Zind-Humbrecht typically bottles also most of the wines from the non-Grand Cru vineyards under their lieu dit designation (vineyard name), rather than as Alsace wine with just a varietal designation.

== Wine style ==
Domaine Zind-Humbrecht took a pioneering role in producing Alsace wines in concentrated, fruity style using low yields (around 30-40 hectoliter per hectare) and biodynamic viticulture. Some of these wines did have considerable residual sugar (without being intended as dessert wines), which at that time was unusual for Alsace wines.

The level of residual sugar in Zind-Humbrecht wines may vary considerably between vintages, and acceptance of such variations is part of the biodynamic philosophy.

In order to guide the consumer to what they may expect inside the bottle, Zind-Humbrecht introduced a sweetness index on the labels of their bottles from the 2001 vintage.

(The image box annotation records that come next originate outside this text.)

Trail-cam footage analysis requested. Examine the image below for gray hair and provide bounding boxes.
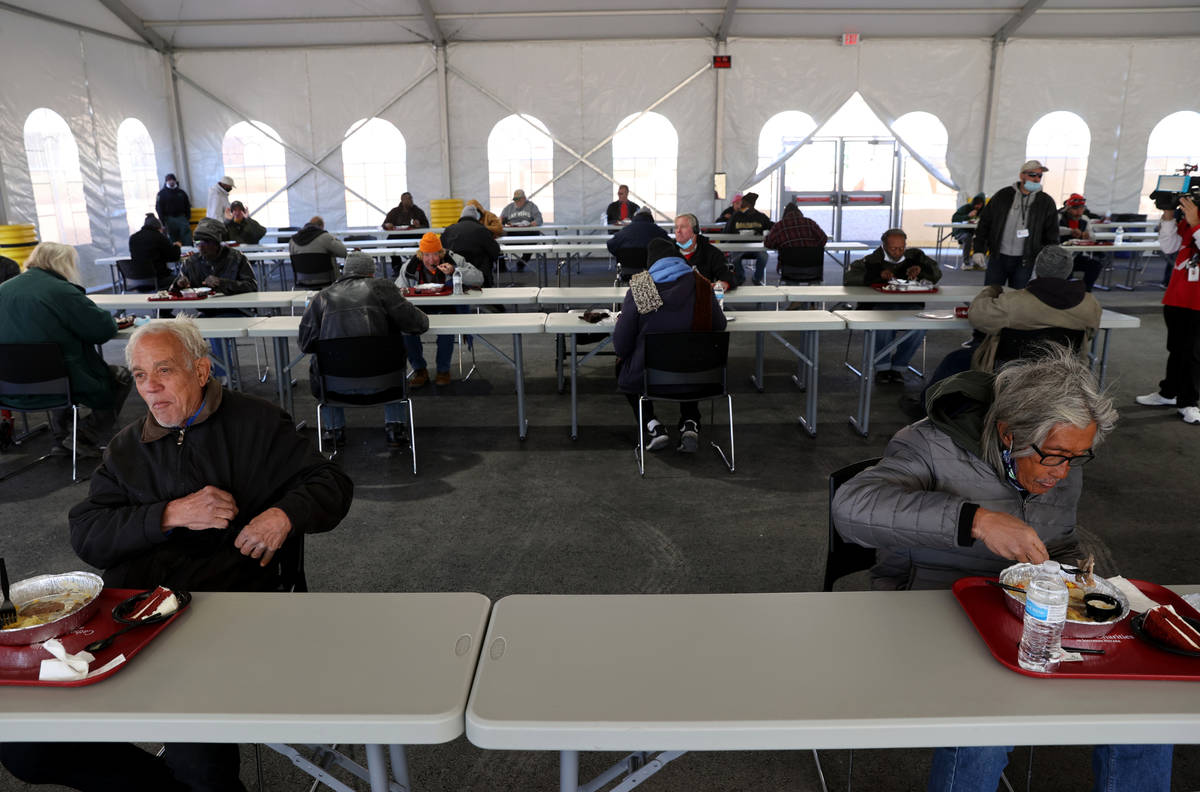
[980,344,1117,475]
[125,317,209,366]
[676,212,700,234]
[25,242,83,286]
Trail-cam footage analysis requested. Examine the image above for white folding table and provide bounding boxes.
[467,587,1200,792]
[0,592,490,792]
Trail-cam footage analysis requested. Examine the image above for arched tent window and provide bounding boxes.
[116,119,158,233]
[1138,110,1200,220]
[487,115,554,223]
[892,110,958,246]
[745,110,817,220]
[612,113,679,220]
[218,121,288,228]
[25,107,91,245]
[342,119,408,227]
[1014,110,1092,206]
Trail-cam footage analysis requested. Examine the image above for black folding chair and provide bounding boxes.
[316,336,416,475]
[637,331,734,475]
[0,343,79,481]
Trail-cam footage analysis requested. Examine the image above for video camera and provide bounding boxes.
[1150,163,1200,211]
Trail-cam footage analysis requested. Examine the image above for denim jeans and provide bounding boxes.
[928,745,1174,792]
[404,336,454,371]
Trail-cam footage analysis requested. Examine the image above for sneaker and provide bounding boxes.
[646,420,671,451]
[1134,391,1187,412]
[676,421,700,454]
[383,421,408,449]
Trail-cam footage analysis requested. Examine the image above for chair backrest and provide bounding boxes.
[116,258,158,293]
[0,343,71,409]
[996,328,1085,368]
[821,457,881,592]
[642,331,730,401]
[779,247,824,281]
[292,253,337,287]
[317,336,408,404]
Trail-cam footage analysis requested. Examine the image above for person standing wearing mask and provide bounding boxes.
[971,160,1058,289]
[154,173,192,245]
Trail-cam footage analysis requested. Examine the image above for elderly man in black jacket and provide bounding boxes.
[971,160,1058,289]
[0,319,354,792]
[300,253,430,449]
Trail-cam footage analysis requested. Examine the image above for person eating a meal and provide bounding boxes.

This index is a number from 1 to 5, which is found in fine print as "Indice 1" to "Indice 5" on the label, typically next to the alcoholic content. The index is assigned based on an overall impression of the wine, and has the following meaning:
- Indice 1: analytically dry or tasting dry. (This would correspond to the "classical Alsace style".)
- Indice 2: not analytically dry, but the sweetness is not apparent on the palate
- Indice 3: a semi-sweet wine
- Indice 4: a sweet wine; these wines may correspond to Vendange Tardive wines from many other producers.
- Indice 5: high sweetness, corresponding to a Vendange Tardive in richness but with less noble rot character. These will be wines which Zind-Humbrecht could have bottled as Vendange Tardive, but have elected not to because of their style.